Summary of findings and assessment of the certainty of the evidence

If we include studies in future updates of this review, we will create summary of findings tables for the primary outcomes, following the GRADE approach suggested in chapter 14 of the Cochrane Handbook for Systematic Review of Interventions (Schünemann 2021). This will state the participant population setting, intervention, comparison, and main outcome measures. In addition, the tables would have presented the quality rating of the evidence as ’high’, ’moderate’, ’low’, or ’very low’ using the following five GRADE considerations:

• risk of bias (serious or very serious);

• inconsistency (serious or very serious);

• indirectness (serious or very serious);

• imprecision (serious or very serious);

• publication bias (likely or very likely).

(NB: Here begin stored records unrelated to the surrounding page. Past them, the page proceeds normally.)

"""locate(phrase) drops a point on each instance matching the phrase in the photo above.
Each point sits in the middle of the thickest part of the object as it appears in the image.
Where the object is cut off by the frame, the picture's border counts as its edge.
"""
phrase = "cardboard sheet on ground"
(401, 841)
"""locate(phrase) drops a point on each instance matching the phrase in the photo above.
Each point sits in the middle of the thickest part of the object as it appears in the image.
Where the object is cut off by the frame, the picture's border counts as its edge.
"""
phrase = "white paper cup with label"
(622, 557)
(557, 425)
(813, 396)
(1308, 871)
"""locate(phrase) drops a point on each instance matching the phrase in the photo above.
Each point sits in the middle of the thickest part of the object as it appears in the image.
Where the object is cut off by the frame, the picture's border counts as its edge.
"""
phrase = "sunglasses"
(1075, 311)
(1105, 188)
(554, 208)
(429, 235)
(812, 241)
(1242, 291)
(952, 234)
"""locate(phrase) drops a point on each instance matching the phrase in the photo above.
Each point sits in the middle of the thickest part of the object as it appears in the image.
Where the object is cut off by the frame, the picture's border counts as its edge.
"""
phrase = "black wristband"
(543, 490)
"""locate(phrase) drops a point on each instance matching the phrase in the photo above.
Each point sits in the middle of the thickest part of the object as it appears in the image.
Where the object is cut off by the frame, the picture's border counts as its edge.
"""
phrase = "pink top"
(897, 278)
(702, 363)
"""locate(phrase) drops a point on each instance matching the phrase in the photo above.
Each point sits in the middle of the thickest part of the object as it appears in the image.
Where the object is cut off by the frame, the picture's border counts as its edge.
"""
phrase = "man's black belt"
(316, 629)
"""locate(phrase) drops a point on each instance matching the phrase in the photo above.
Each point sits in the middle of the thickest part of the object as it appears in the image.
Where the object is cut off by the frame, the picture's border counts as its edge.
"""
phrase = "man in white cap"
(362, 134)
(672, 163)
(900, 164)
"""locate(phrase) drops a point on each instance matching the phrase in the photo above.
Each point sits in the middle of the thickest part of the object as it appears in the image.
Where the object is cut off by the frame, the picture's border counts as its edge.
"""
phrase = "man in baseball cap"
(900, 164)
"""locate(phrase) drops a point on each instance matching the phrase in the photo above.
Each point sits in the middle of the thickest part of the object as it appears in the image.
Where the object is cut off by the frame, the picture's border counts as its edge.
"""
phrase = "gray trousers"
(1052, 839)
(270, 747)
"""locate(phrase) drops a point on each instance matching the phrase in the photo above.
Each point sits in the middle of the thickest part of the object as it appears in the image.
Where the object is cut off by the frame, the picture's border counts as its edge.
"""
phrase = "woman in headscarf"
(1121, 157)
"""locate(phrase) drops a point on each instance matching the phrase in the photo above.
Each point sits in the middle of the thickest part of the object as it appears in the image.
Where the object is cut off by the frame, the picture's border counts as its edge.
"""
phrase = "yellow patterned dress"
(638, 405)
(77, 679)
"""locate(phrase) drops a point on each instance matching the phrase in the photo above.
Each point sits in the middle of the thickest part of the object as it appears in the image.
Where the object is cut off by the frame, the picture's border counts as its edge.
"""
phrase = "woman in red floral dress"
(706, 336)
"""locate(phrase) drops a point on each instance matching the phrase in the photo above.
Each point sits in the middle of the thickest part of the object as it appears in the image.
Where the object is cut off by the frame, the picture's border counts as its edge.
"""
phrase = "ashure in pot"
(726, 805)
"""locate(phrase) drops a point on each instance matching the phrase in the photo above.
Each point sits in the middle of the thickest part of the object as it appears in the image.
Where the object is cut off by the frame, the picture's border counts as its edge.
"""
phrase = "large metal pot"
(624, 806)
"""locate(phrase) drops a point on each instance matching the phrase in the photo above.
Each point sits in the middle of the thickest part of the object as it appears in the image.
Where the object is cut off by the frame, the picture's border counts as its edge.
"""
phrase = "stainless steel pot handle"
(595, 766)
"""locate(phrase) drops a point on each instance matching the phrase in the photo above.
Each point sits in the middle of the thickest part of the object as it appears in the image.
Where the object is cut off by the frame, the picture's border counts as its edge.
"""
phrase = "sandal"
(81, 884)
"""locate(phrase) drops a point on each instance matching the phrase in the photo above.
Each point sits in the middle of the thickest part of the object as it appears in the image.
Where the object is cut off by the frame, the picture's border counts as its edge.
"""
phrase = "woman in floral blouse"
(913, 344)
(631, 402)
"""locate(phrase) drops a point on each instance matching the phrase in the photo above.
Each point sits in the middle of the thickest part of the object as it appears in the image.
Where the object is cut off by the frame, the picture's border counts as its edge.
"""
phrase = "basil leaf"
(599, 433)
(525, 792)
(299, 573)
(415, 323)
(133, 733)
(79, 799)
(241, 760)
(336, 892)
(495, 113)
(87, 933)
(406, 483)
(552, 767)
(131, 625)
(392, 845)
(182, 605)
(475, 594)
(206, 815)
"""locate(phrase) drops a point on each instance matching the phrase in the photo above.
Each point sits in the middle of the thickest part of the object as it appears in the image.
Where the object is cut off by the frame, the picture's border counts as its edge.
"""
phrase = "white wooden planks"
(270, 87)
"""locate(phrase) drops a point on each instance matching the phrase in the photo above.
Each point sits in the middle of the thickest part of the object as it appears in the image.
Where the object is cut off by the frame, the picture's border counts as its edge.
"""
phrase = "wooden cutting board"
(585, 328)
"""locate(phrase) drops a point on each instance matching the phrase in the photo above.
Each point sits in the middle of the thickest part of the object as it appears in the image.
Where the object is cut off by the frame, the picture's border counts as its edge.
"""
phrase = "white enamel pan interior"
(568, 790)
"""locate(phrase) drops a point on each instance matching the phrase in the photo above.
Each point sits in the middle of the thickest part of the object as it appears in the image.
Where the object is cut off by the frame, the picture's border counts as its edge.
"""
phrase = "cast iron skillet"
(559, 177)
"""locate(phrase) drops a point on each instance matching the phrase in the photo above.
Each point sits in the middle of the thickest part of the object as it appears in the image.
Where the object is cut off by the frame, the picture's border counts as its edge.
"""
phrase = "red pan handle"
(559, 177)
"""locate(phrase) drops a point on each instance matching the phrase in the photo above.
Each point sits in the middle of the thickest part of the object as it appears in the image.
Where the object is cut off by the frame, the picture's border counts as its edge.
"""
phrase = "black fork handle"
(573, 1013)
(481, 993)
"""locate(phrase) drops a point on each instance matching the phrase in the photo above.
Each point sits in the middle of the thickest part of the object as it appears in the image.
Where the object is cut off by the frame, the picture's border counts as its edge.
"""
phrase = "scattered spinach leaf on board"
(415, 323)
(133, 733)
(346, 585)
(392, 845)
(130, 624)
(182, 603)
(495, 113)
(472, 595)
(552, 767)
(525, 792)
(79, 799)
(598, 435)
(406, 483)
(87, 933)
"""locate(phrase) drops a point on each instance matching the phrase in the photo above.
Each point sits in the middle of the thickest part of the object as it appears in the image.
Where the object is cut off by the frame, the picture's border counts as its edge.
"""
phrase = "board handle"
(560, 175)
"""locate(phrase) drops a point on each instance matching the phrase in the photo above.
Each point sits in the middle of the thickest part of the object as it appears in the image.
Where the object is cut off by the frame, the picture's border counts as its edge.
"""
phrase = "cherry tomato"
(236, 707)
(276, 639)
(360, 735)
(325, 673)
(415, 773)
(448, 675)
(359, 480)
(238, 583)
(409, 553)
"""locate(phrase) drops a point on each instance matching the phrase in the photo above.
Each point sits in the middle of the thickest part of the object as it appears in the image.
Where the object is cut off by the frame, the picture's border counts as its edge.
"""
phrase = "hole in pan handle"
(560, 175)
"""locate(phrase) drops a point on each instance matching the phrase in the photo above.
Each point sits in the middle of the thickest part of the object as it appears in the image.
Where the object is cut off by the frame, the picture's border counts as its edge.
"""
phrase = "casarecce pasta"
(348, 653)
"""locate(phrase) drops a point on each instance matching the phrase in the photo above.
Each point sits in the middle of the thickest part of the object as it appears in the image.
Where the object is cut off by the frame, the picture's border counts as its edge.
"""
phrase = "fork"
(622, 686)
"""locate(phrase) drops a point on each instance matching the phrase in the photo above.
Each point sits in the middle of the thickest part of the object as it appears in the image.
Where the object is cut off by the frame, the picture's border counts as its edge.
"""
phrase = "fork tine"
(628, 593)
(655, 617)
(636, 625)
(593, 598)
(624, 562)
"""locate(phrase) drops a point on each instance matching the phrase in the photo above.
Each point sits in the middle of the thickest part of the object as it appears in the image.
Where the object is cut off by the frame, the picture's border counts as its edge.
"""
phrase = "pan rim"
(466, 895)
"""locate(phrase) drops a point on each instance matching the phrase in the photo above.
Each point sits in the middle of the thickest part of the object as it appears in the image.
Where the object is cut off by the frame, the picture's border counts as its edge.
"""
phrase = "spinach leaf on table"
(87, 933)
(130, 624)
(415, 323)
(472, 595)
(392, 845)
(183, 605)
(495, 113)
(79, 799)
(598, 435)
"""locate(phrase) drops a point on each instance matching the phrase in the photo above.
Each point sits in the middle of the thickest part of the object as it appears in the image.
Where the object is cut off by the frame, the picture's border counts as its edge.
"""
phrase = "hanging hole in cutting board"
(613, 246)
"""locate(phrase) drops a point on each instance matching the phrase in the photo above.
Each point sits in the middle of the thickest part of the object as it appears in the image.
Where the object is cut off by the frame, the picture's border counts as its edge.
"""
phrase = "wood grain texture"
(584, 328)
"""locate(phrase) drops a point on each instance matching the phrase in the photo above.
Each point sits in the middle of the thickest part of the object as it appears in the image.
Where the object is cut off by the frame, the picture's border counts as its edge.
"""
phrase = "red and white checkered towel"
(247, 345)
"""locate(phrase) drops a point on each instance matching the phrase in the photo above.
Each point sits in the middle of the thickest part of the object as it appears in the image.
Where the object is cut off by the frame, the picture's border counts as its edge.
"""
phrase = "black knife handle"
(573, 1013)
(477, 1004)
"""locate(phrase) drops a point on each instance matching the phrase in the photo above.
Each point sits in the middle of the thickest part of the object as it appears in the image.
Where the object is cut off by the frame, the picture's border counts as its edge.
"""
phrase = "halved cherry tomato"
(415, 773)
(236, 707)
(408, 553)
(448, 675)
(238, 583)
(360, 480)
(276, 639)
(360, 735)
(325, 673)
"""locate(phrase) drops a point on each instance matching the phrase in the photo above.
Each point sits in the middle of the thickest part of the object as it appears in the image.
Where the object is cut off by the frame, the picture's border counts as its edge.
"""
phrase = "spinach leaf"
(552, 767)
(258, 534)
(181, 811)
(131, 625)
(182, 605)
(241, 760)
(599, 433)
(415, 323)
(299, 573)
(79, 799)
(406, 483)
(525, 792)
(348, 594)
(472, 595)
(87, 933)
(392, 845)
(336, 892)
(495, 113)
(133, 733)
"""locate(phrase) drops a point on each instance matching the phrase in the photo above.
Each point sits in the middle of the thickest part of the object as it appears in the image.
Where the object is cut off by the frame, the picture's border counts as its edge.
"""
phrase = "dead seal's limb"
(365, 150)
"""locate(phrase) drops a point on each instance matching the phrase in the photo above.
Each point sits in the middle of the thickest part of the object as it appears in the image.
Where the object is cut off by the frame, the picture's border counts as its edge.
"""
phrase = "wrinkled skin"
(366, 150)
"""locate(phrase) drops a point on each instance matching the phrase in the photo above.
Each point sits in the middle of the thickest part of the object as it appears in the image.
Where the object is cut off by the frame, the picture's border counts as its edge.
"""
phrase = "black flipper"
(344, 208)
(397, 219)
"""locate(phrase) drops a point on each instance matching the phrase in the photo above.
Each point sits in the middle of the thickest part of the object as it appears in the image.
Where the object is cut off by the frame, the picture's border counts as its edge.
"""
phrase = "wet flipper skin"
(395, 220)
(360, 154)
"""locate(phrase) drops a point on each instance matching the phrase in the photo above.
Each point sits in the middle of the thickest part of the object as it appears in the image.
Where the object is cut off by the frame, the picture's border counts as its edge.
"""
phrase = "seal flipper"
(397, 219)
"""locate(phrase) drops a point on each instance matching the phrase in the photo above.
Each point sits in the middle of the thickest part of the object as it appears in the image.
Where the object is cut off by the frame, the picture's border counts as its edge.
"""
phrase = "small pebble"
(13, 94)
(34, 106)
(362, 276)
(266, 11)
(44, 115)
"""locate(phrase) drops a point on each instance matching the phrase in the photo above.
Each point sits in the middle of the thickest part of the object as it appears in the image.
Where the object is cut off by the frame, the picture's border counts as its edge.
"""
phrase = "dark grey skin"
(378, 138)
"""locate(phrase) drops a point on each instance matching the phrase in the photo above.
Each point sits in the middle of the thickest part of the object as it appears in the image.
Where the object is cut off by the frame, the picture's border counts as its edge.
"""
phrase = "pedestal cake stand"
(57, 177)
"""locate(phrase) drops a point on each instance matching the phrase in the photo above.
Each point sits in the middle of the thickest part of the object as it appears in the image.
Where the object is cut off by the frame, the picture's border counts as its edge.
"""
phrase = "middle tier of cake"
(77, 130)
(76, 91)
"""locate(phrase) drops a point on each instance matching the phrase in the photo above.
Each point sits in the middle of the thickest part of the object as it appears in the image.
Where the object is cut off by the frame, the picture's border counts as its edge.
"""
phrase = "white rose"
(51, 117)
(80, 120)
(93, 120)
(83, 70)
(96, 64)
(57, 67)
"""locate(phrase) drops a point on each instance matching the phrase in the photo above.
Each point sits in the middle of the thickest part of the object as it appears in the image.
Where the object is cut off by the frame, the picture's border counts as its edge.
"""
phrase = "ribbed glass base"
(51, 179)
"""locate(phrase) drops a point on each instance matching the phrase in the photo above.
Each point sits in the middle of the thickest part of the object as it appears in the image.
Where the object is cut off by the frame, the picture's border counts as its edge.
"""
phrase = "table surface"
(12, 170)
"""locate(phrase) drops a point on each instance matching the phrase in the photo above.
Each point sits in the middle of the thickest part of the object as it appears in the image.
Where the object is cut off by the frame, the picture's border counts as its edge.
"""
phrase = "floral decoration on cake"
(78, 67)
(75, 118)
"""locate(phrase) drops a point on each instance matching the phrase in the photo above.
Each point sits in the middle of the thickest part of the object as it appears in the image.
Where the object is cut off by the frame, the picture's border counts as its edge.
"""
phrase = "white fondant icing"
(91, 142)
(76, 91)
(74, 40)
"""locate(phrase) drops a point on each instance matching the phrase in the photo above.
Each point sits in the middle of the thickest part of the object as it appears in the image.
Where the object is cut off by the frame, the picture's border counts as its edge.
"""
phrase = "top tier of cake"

For NRSIs we will also consider the following factors:

• size of effect (large or very large);

• confounding (either reduces the demonstrated effect or increases the effect if no effect was observed (yes or no)).

In GRADE, we will rate NRSIs initially as low quality and downgrade or upgrade according to GRADE guidelines, if appropriate. We will present outcomes for these studies in separate tables from outcomes for the results of RCTs.